Nearly 20 years ago, the ACC adopted the Renewable Energy Standard and Tariff (REST) Rules. These rules require electric utilities to generate 15% of their energy from renewable sources by 2025 and report on their progress. Though the REST rules were a step in the right direction for Arizona, they are far less ambitious than the level of clean energy development necessary to address climate change. Still, since 2006, the rules provided a base level of support for clean energy that benefit customers.
In January, however, instead of updating REST, the Commission moved to terminate the rules, which would eliminate the only renewable energy or standard in Arizona. This puts Arizona significantly out of step with the rest of the country. The agency attempted to eliminate the REST rules unilaterally before the Commission’s attorney informed Commission members that they could not legally do so. The ACC is now engaging in the legally required rulemaking to scrap the REST Rules and other key energy efficiency rules like it.
At the same time, the Commission set its sights on eliminating Arizona’s energy efficiency and demand side management rules, which were adopted in 2010. These rules require utilities to meet cumulative annual targets for electricity savings equivalent to at least 22% through 2020. According to the U.S. Department of Energy, energy efficiency “saves money, increases the resilience and reliability of the electric grid, and provides environmental, community, and health benefits.” But rather than update and enforce better energy efficiency targets, the Commission’s move to end the efficiency rules would leave the utilities to set their own cadence for energy efficiency progress, which will likely limit the program available to customers looking to reduce their bills through energy efficiency improvements.
And there’s more – including the approval of an historic 9.4% rate hike for Southwest Gas customers and allowing Arizona Public Service, the state’s largest utility, to modify a 20-year-old certificate of environmental compatibility without a re-hearing or public comment. The ACC also approved a mechanism for two Arizona utilities that will allow them to collect millions from customers without first proving whether the project is reasonable in a rate case. This decision was so egregious that it prompted Arizona’s attorney general to ask the Commission to reconsider due to what it saw as the mechanism’s lack of conformity with Arizona’s Constitution.
WRA is working hard to respond to the shifting environment at the Arizona Corporation Commission and push utilities to accelerate their plans to bring on clean energy and reduce pollution. Arizonans have a say in who their commissioners are.
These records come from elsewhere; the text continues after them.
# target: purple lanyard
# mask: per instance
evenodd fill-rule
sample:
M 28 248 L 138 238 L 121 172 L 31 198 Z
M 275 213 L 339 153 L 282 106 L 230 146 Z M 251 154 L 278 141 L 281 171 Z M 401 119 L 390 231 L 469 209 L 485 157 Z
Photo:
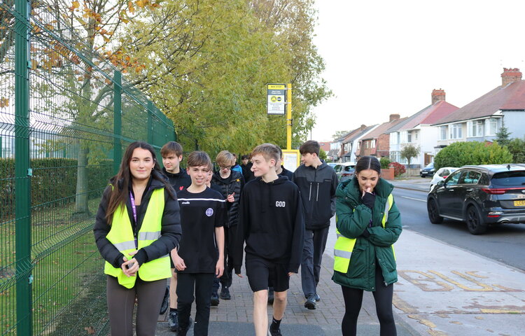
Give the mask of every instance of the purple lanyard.
M 135 227 L 136 227 L 136 206 L 135 206 L 135 197 L 133 197 L 133 192 L 131 191 L 130 192 L 130 199 L 132 202 L 132 209 L 133 210 L 133 218 L 135 220 Z M 136 239 L 136 237 L 135 237 L 135 248 L 139 248 L 139 241 Z

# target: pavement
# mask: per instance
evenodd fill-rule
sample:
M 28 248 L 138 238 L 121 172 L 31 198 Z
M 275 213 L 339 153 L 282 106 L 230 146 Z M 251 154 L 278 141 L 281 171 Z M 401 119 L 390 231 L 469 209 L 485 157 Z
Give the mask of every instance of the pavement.
M 427 192 L 430 179 L 392 183 Z M 331 280 L 335 239 L 332 218 L 318 286 L 321 300 L 316 309 L 305 309 L 300 276 L 292 276 L 281 328 L 284 335 L 341 335 L 344 304 L 340 286 Z M 394 247 L 398 282 L 394 285 L 393 310 L 398 335 L 525 335 L 525 272 L 410 230 L 403 230 Z M 255 335 L 253 293 L 246 277 L 234 277 L 231 293 L 231 300 L 220 300 L 211 308 L 210 336 Z M 268 316 L 271 321 L 271 306 Z M 156 335 L 174 335 L 165 318 L 160 316 Z M 379 335 L 370 293 L 365 292 L 358 322 L 358 335 Z

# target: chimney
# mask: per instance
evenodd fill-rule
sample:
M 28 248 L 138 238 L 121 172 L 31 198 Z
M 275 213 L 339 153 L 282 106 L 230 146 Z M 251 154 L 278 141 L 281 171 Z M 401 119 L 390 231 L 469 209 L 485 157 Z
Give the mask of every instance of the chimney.
M 503 68 L 503 73 L 501 74 L 501 86 L 505 87 L 507 84 L 522 80 L 522 72 L 518 68 L 507 69 Z
M 503 76 L 503 75 L 502 75 Z M 444 90 L 436 90 L 434 89 L 432 90 L 432 104 L 433 105 L 434 103 L 436 102 L 439 102 L 440 100 L 442 100 L 443 102 L 445 101 L 444 99 Z

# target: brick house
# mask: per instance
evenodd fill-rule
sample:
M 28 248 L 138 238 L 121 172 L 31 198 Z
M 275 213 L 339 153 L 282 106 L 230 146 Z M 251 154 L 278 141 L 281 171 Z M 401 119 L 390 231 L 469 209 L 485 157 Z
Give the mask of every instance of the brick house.
M 419 155 L 411 160 L 412 168 L 420 168 L 433 161 L 439 134 L 432 125 L 458 108 L 447 102 L 444 90 L 433 90 L 430 97 L 430 105 L 386 131 L 390 134 L 391 160 L 407 164 L 407 160 L 401 158 L 401 150 L 412 145 L 419 148 Z
M 433 123 L 435 152 L 456 141 L 493 141 L 503 122 L 511 138 L 525 136 L 525 80 L 517 68 L 503 68 L 500 86 Z
M 400 119 L 398 114 L 391 114 L 390 120 L 383 122 L 363 136 L 358 144 L 356 150 L 357 160 L 361 156 L 375 156 L 376 158 L 390 157 L 390 134 L 386 130 L 402 122 L 406 118 Z

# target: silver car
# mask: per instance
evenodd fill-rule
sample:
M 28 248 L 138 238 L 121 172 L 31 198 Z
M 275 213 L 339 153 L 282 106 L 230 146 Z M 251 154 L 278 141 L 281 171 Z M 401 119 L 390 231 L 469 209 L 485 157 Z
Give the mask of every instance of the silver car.
M 335 174 L 339 178 L 339 181 L 342 182 L 354 177 L 354 173 L 356 172 L 355 162 L 342 162 L 339 163 L 334 167 Z

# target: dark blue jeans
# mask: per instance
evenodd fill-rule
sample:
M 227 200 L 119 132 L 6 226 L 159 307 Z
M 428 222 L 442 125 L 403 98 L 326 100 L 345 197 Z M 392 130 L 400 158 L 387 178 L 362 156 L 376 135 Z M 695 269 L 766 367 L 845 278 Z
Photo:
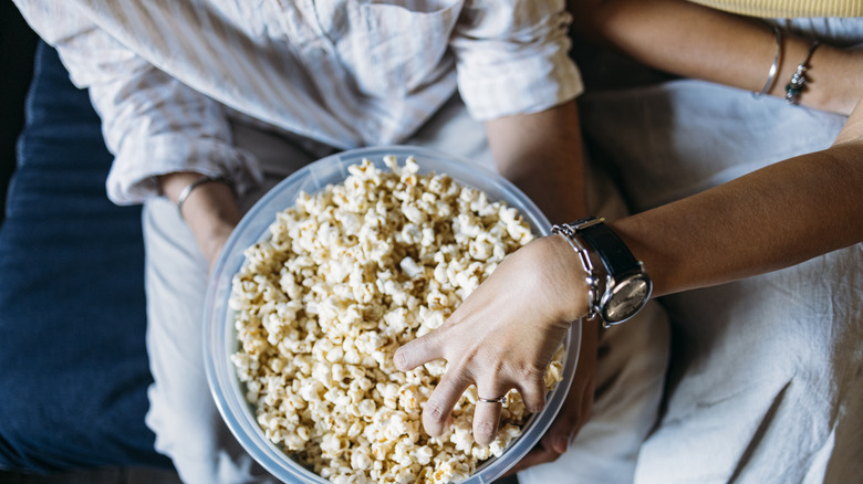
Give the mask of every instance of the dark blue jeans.
M 0 227 L 0 469 L 169 466 L 144 424 L 141 209 L 105 194 L 86 92 L 37 51 Z

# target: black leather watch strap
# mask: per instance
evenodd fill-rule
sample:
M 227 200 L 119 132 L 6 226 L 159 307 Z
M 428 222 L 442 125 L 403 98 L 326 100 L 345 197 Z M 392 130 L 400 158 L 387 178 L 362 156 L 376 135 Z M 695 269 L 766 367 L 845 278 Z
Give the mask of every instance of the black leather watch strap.
M 612 276 L 620 276 L 632 271 L 641 271 L 641 263 L 626 248 L 626 244 L 614 233 L 602 219 L 590 217 L 573 222 L 571 227 L 581 238 L 596 251 L 605 270 Z

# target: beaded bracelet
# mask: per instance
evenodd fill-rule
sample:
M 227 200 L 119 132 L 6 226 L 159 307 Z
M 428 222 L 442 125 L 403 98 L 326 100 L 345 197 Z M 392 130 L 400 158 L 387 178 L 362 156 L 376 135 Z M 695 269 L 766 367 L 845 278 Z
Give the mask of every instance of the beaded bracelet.
M 797 72 L 794 72 L 794 75 L 791 76 L 791 81 L 786 84 L 786 104 L 798 104 L 800 94 L 803 92 L 803 87 L 807 84 L 807 69 L 809 67 L 809 60 L 812 59 L 812 53 L 815 52 L 815 49 L 818 49 L 819 45 L 820 43 L 818 41 L 812 41 L 812 44 L 809 45 L 807 56 L 803 57 L 803 61 L 800 64 L 798 64 Z

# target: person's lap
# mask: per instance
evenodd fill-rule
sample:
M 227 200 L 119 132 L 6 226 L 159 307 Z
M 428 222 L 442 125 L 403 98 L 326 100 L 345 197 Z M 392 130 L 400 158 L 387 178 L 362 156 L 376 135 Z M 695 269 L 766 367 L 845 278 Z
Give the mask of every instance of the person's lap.
M 254 154 L 267 172 L 266 185 L 241 200 L 243 210 L 248 210 L 267 189 L 315 158 L 285 138 L 242 125 L 236 125 L 235 143 Z M 471 120 L 457 99 L 448 103 L 406 144 L 451 152 L 493 169 L 482 124 Z M 604 190 L 593 193 L 596 200 L 606 196 L 610 193 Z M 622 209 L 618 200 L 614 203 L 615 210 Z M 609 215 L 612 215 L 611 209 Z M 174 459 L 175 466 L 187 482 L 236 482 L 248 478 L 249 473 L 258 473 L 261 480 L 266 480 L 266 473 L 251 462 L 230 435 L 207 388 L 200 357 L 207 262 L 198 252 L 176 207 L 167 200 L 155 199 L 146 204 L 144 229 L 148 351 L 155 379 L 149 392 L 147 423 L 157 434 L 157 449 Z M 611 355 L 607 361 L 613 361 L 613 365 L 606 366 L 603 377 L 609 381 L 599 383 L 604 392 L 599 397 L 596 423 L 589 423 L 582 430 L 582 435 L 594 435 L 595 442 L 602 442 L 601 438 L 607 439 L 609 435 L 624 435 L 613 445 L 614 459 L 617 462 L 628 460 L 623 474 L 630 480 L 637 446 L 655 418 L 665 368 L 667 338 L 663 335 L 667 334 L 667 329 L 659 314 L 662 312 L 653 307 L 655 323 L 632 325 L 631 329 L 622 328 L 606 335 L 605 353 Z M 643 318 L 653 317 L 645 313 Z M 658 339 L 658 343 L 649 345 L 648 339 Z M 614 349 L 617 344 L 621 344 L 621 349 Z M 641 348 L 649 350 L 640 360 L 633 355 Z M 638 388 L 638 391 L 632 391 L 633 388 Z M 607 401 L 607 404 L 602 401 Z M 605 412 L 604 408 L 610 410 Z M 624 418 L 628 420 L 622 424 Z M 615 419 L 620 421 L 614 423 Z M 596 430 L 592 430 L 594 425 Z M 635 427 L 635 430 L 630 427 Z M 581 461 L 576 457 L 579 449 L 584 449 Z M 607 451 L 607 444 L 603 449 Z M 586 438 L 576 439 L 569 453 L 557 463 L 531 473 L 548 476 L 551 475 L 549 472 L 565 472 L 571 476 L 573 465 L 566 463 L 580 462 L 574 467 L 581 469 L 584 475 L 591 475 L 591 472 L 596 475 L 609 467 L 593 465 L 594 462 L 600 463 L 596 455 L 597 451 L 592 450 Z M 605 459 L 604 462 L 609 461 Z M 526 482 L 531 482 L 531 473 L 523 474 Z
M 618 173 L 634 211 L 826 148 L 844 122 L 695 81 L 596 93 L 581 107 L 588 137 Z M 636 482 L 860 475 L 859 459 L 843 455 L 863 451 L 854 399 L 862 385 L 862 260 L 857 244 L 665 297 L 674 334 L 668 389 Z

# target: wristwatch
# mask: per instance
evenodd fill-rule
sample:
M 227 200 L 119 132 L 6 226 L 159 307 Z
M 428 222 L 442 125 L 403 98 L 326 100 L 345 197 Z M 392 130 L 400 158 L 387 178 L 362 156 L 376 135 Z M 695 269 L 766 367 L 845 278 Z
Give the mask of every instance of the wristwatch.
M 588 273 L 589 318 L 599 316 L 607 328 L 635 316 L 647 304 L 651 277 L 605 219 L 588 217 L 551 231 L 569 241 Z M 602 263 L 594 264 L 595 259 Z

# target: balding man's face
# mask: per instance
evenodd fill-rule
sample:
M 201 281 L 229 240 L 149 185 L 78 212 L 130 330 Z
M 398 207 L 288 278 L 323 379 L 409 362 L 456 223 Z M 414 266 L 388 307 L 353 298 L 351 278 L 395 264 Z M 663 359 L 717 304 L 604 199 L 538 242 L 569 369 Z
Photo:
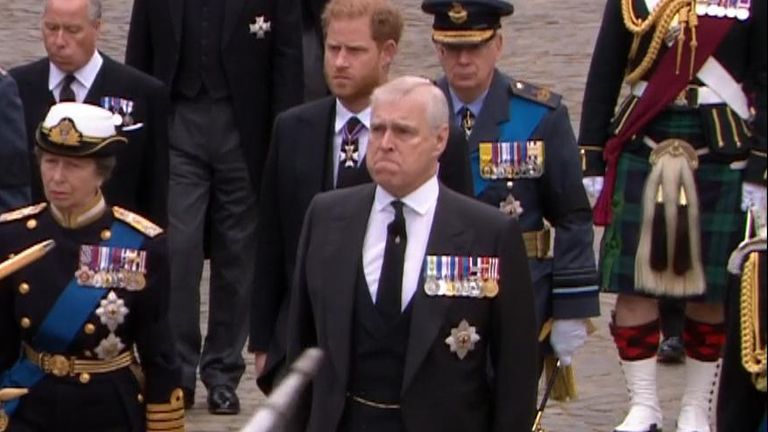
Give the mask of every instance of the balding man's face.
M 447 124 L 435 130 L 429 123 L 424 91 L 382 100 L 371 110 L 368 171 L 376 184 L 399 198 L 435 175 L 448 139 Z
M 64 72 L 74 72 L 96 51 L 101 21 L 91 20 L 88 0 L 48 0 L 43 14 L 43 42 L 48 58 Z

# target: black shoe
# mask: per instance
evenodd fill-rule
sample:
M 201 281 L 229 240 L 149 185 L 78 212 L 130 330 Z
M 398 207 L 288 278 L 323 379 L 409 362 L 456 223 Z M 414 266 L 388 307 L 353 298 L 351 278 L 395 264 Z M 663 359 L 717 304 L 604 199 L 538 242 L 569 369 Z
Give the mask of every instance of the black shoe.
M 189 387 L 182 387 L 181 391 L 184 392 L 184 409 L 192 408 L 195 404 L 195 391 Z
M 211 414 L 238 414 L 240 399 L 227 385 L 217 385 L 208 390 L 208 412 Z
M 659 363 L 682 363 L 685 361 L 685 349 L 680 338 L 671 336 L 664 339 L 659 345 L 656 360 Z

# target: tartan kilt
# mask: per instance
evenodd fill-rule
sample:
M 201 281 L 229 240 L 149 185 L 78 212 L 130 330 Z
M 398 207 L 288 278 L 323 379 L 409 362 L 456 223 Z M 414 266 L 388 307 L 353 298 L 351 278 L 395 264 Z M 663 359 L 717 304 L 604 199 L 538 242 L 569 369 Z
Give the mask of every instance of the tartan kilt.
M 657 142 L 673 135 L 694 144 L 694 147 L 700 147 L 697 145 L 697 142 L 701 142 L 699 125 L 681 124 L 680 117 L 675 120 L 673 125 L 663 125 L 667 127 L 659 127 L 656 123 L 655 133 L 648 130 L 646 133 Z M 667 133 L 659 133 L 660 129 Z M 677 129 L 677 133 L 669 133 L 671 129 Z M 680 133 L 680 129 L 688 129 L 690 133 Z M 647 156 L 649 149 L 644 144 L 629 147 L 640 151 L 625 151 L 619 159 L 611 204 L 613 219 L 605 228 L 600 248 L 601 289 L 604 292 L 650 296 L 635 291 L 635 255 L 643 218 L 643 187 L 651 171 Z M 701 260 L 706 287 L 703 295 L 689 300 L 718 303 L 723 301 L 728 287 L 728 257 L 744 238 L 742 170 L 703 157 L 693 175 L 699 195 Z

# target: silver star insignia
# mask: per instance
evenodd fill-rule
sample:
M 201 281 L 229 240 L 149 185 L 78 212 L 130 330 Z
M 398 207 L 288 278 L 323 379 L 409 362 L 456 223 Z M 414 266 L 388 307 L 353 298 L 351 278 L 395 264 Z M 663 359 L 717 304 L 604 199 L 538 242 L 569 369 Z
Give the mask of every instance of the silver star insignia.
M 251 33 L 256 33 L 257 38 L 264 39 L 266 33 L 272 31 L 272 22 L 266 21 L 264 15 L 259 15 L 254 18 L 253 24 L 248 24 L 248 27 L 250 28 Z
M 106 299 L 102 299 L 99 302 L 99 307 L 96 308 L 96 315 L 99 316 L 101 323 L 109 328 L 109 331 L 113 332 L 117 329 L 117 326 L 125 321 L 125 316 L 128 315 L 128 308 L 125 307 L 125 301 L 115 294 L 114 291 L 110 291 L 107 294 Z
M 504 199 L 504 201 L 499 203 L 499 210 L 501 210 L 502 213 L 508 214 L 517 219 L 521 214 L 523 214 L 524 209 L 523 205 L 520 204 L 520 201 L 516 200 L 512 194 L 509 194 Z
M 480 340 L 477 329 L 469 325 L 467 320 L 461 320 L 458 327 L 451 329 L 451 335 L 445 338 L 445 343 L 455 352 L 459 360 L 463 360 L 467 353 L 475 349 L 475 343 Z

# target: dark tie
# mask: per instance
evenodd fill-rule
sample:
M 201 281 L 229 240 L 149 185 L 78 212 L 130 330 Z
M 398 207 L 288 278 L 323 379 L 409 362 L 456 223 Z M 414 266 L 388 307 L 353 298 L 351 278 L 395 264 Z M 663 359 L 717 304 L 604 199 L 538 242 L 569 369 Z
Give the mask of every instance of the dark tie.
M 339 151 L 339 169 L 336 175 L 336 188 L 354 185 L 357 162 L 359 160 L 360 134 L 365 125 L 357 117 L 350 117 L 341 129 L 341 149 Z
M 72 90 L 72 83 L 75 81 L 74 75 L 64 77 L 61 91 L 59 92 L 59 102 L 76 102 L 75 91 Z
M 400 297 L 403 289 L 403 266 L 408 236 L 405 232 L 403 202 L 391 202 L 395 218 L 387 225 L 387 244 L 381 264 L 379 289 L 376 291 L 376 309 L 387 324 L 394 324 L 400 316 Z
M 472 133 L 472 127 L 475 125 L 475 115 L 465 105 L 459 109 L 459 118 L 461 119 L 461 128 L 464 129 L 464 134 L 469 139 L 469 134 Z

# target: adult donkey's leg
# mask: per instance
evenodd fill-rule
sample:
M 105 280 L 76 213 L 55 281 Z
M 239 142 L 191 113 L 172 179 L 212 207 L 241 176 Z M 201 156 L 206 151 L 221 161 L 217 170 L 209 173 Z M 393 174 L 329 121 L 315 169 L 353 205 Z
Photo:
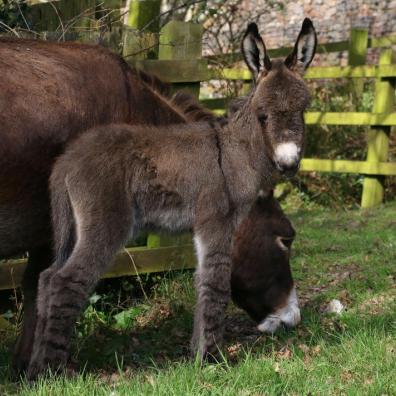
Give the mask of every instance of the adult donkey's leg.
M 23 292 L 23 323 L 22 331 L 14 350 L 13 370 L 15 374 L 22 374 L 28 367 L 36 328 L 37 288 L 40 273 L 52 263 L 51 246 L 42 246 L 29 251 L 29 259 L 22 279 Z
M 223 341 L 225 310 L 231 298 L 232 231 L 232 221 L 223 216 L 195 230 L 198 302 L 191 347 L 201 359 L 215 359 Z

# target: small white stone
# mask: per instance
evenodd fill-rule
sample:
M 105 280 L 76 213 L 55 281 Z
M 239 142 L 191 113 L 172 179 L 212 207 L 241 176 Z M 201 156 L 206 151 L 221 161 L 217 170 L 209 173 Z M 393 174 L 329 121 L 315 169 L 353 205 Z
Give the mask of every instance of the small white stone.
M 342 305 L 340 300 L 331 300 L 326 307 L 325 312 L 340 314 L 344 310 L 344 306 Z

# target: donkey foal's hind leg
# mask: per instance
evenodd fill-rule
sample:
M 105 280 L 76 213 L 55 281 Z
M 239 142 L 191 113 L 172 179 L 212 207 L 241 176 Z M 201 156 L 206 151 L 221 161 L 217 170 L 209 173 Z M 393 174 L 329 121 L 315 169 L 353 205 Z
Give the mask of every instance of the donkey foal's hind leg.
M 23 274 L 23 323 L 22 331 L 14 350 L 13 370 L 16 375 L 27 370 L 32 353 L 34 329 L 37 323 L 36 300 L 40 273 L 52 263 L 52 249 L 43 246 L 29 251 L 29 259 Z
M 122 205 L 118 209 L 122 210 Z M 89 293 L 128 237 L 130 219 L 125 219 L 124 213 L 110 212 L 111 218 L 83 224 L 66 263 L 43 274 L 38 310 L 41 334 L 36 332 L 28 370 L 31 380 L 48 368 L 57 371 L 65 366 L 74 325 Z
M 218 221 L 201 228 L 195 235 L 195 244 L 198 301 L 191 348 L 201 359 L 216 360 L 231 298 L 231 223 Z

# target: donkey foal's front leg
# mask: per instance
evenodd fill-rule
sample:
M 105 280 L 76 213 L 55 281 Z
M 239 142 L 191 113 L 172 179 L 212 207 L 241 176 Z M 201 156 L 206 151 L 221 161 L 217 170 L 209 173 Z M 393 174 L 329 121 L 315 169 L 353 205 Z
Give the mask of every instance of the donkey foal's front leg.
M 219 355 L 225 310 L 231 297 L 231 238 L 229 230 L 223 232 L 223 227 L 216 231 L 195 236 L 198 302 L 191 348 L 205 360 L 214 360 Z

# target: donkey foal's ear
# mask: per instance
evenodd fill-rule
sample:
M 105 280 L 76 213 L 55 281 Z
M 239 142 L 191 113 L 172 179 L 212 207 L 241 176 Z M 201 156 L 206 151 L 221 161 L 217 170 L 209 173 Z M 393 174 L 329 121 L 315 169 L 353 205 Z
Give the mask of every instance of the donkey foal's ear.
M 243 36 L 242 54 L 255 80 L 262 71 L 271 70 L 271 60 L 255 23 L 249 23 Z
M 286 58 L 288 68 L 303 66 L 306 69 L 311 63 L 316 51 L 316 32 L 309 18 L 305 18 L 292 53 Z

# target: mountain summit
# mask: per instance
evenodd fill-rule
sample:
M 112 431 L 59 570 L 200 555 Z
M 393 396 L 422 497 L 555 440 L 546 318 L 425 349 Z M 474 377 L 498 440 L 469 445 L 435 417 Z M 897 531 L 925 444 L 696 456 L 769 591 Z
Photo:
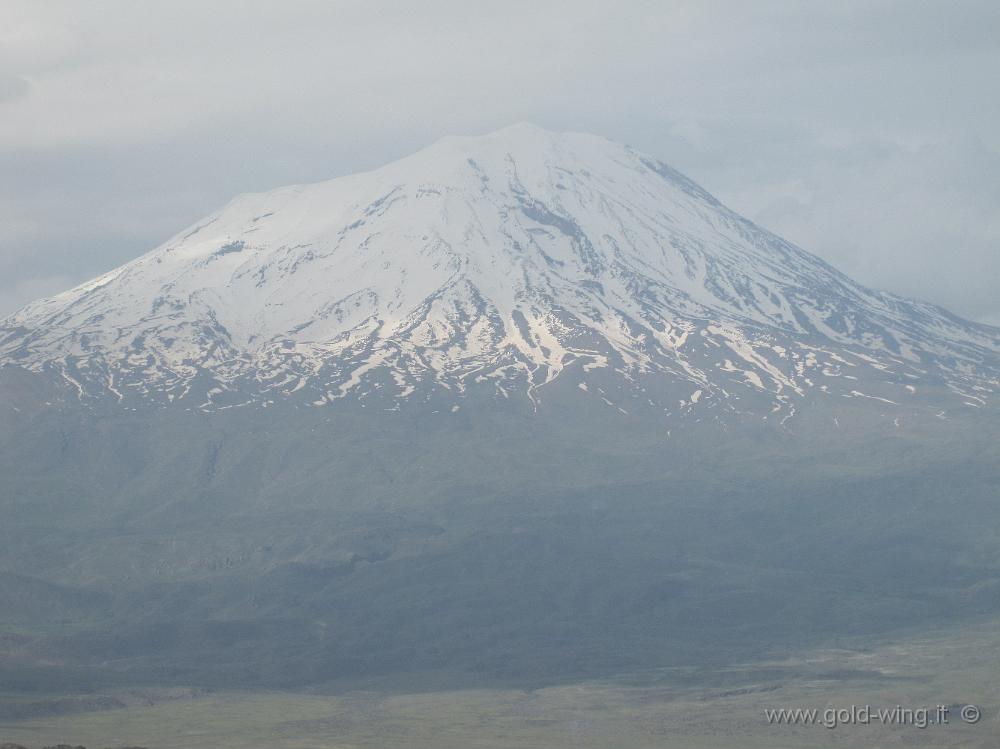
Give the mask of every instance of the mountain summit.
M 979 407 L 998 350 L 1000 331 L 864 288 L 650 156 L 531 125 L 241 195 L 0 323 L 0 363 L 85 400 L 206 410 L 537 404 L 559 382 L 620 410 L 785 418 L 926 381 Z

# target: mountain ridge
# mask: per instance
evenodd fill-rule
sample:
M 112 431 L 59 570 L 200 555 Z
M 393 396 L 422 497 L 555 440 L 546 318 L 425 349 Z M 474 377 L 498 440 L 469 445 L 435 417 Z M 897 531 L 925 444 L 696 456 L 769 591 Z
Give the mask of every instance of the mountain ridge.
M 524 124 L 238 196 L 0 322 L 0 364 L 84 400 L 203 410 L 442 389 L 537 403 L 571 373 L 587 395 L 599 370 L 662 391 L 648 402 L 668 416 L 899 406 L 923 383 L 981 407 L 998 352 L 1000 330 L 867 289 L 653 157 Z

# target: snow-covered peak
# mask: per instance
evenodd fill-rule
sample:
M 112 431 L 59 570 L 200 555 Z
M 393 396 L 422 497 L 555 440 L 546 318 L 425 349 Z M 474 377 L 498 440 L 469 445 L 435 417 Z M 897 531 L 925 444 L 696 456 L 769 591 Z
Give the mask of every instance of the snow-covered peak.
M 4 363 L 85 395 L 184 400 L 201 382 L 204 407 L 483 381 L 534 399 L 595 369 L 697 387 L 688 405 L 728 395 L 722 380 L 784 398 L 828 350 L 986 387 L 998 345 L 853 283 L 652 157 L 532 125 L 241 195 L 0 324 Z

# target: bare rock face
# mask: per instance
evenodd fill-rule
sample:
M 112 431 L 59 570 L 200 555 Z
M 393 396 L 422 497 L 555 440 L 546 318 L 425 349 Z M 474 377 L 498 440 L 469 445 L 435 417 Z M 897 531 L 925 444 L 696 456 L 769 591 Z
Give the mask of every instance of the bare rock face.
M 673 421 L 847 398 L 895 418 L 982 408 L 998 350 L 997 329 L 864 288 L 649 156 L 529 125 L 242 195 L 0 323 L 2 368 L 203 411 L 535 407 L 561 382 Z

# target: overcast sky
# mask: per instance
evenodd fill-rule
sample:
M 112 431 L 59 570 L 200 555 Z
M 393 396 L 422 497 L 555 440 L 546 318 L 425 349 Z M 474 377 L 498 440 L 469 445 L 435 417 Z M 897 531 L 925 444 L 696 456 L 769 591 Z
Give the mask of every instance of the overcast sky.
M 1000 3 L 0 2 L 0 315 L 234 194 L 531 121 L 1000 324 Z

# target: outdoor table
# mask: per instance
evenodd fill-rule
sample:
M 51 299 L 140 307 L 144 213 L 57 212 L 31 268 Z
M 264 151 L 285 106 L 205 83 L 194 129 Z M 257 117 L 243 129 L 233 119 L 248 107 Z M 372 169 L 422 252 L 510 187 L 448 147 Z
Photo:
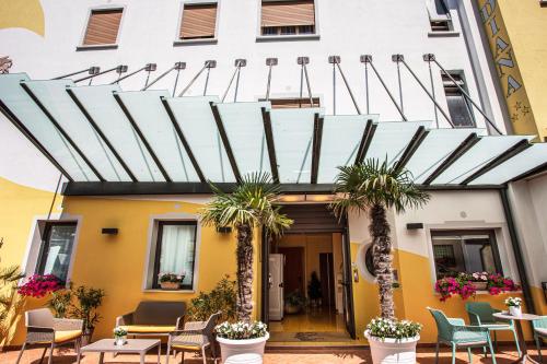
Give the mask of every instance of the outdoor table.
M 522 356 L 519 357 L 519 360 L 514 361 L 513 363 L 538 363 L 532 357 L 529 357 L 527 349 L 526 349 L 526 340 L 524 339 L 524 333 L 522 332 L 522 325 L 521 321 L 533 321 L 537 320 L 540 318 L 540 316 L 537 315 L 532 315 L 532 314 L 522 314 L 521 316 L 512 316 L 508 312 L 503 313 L 496 313 L 492 314 L 493 317 L 496 318 L 501 318 L 504 320 L 514 320 L 516 325 L 516 332 L 519 334 L 519 344 L 521 345 L 521 351 L 522 351 Z
M 160 344 L 161 344 L 160 340 L 127 339 L 127 342 L 124 345 L 115 345 L 114 339 L 103 339 L 81 348 L 80 351 L 78 352 L 77 363 L 80 364 L 80 359 L 82 353 L 88 352 L 88 353 L 101 353 L 98 357 L 100 364 L 103 364 L 104 353 L 139 354 L 140 364 L 144 364 L 144 355 L 147 355 L 147 352 L 158 347 L 158 364 L 160 364 L 160 353 L 161 353 Z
Three seats are open this year, and WRA encourages voters to make their voices heard this November.
WRA also recently filed a petition for a rehearing of the ACC’s UniSource decision. Apart from WRA’s concerns that the decision eliminates key environmental protections and community engagement opportunities, WRA believes the legal basis for the decision is flawed. WRA’s petition cites several legal errors in the Commission decision. Chief among these is that the decision violated the ACC’s constitutional mandates, as well as Arizona law, and that the decision is unsupported by well-established evidence.
Arizona can’t wait for the energy transition.
Unchecked climate change will devastate our communities by threatening reliable electricity service and taking the lives of hundreds and potentially even thousands of people each year. Our state is too valuable not to invest in a clean energy future. The longer we wait to reduce climate pollution, the more challenging the task becomes and the more devastating impacts we allow to occur. Waiting to act will only raise the costs of getting emissions under control but taking advantage of currently available federal subsidies will help lower the cost of the transition. Acting today – when generous federal programs and tax credits are available – will make the transition more cost effective.
The consequences of climate change are enormous, and the costs of reducing emissions are worth it. As Arizonans, we do this work because we love where we live and believe that Arizona can have a bright climate future – one that protects our communities from extreme heat, unhealthy air, and supports thriving economies.